Comment from Sarepava on 12 February 2016 at 17:27

Very interesting information! I think all OGF cities should have more parks, they are for the residents to relax and to create some natural beauty as well as for animals to exist. And there are other benefits: the plants can help to clean the air that is being filled with traffic exhaust every day, and big parks can be the venue for concerts, to ride bicycles safely, and to play sports and for children’s playgrounds. Also I like to see trees along the centre of large roads.

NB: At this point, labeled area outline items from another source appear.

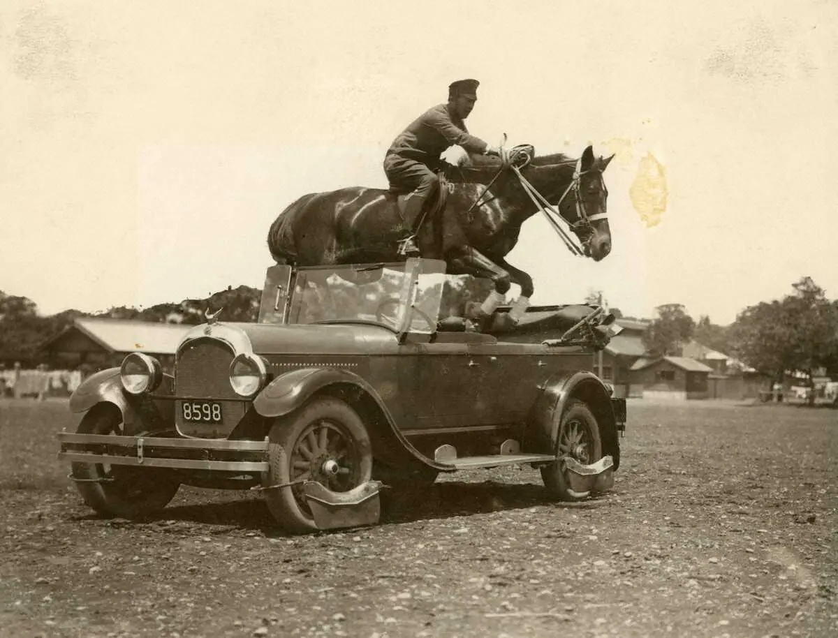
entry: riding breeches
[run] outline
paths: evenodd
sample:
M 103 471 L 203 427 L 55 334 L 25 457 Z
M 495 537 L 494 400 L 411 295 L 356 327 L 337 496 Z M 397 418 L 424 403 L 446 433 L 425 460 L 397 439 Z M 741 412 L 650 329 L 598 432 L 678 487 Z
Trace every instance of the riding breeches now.
M 384 158 L 384 172 L 391 188 L 399 193 L 412 193 L 427 198 L 439 186 L 439 178 L 426 164 L 399 155 Z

Comment from histor on 12 February 2016 at 19:01

Indeed at the devellopement of cities at the second half of the 19th century is one “capitalistic” element positive til today in some new urbabisaced areas = broader streets for the carriages and coaches of the new inhabitants, who had more money and for the horsetrams and a broader footway at one side or both sides of the street with trees. Such features come in use from the town itself or from devellopement-companies, to sell better the new houses.

Comment from clik on 12 February 2016 at 19:16

Junctions between parks can also link them to natural areas outside of the city. It is necessary to have a continuity of natural spaces in rural areas too. These new rules of urbanism are very rarely found in the real world, but some governments are trying to plan more natural continuity in the cities.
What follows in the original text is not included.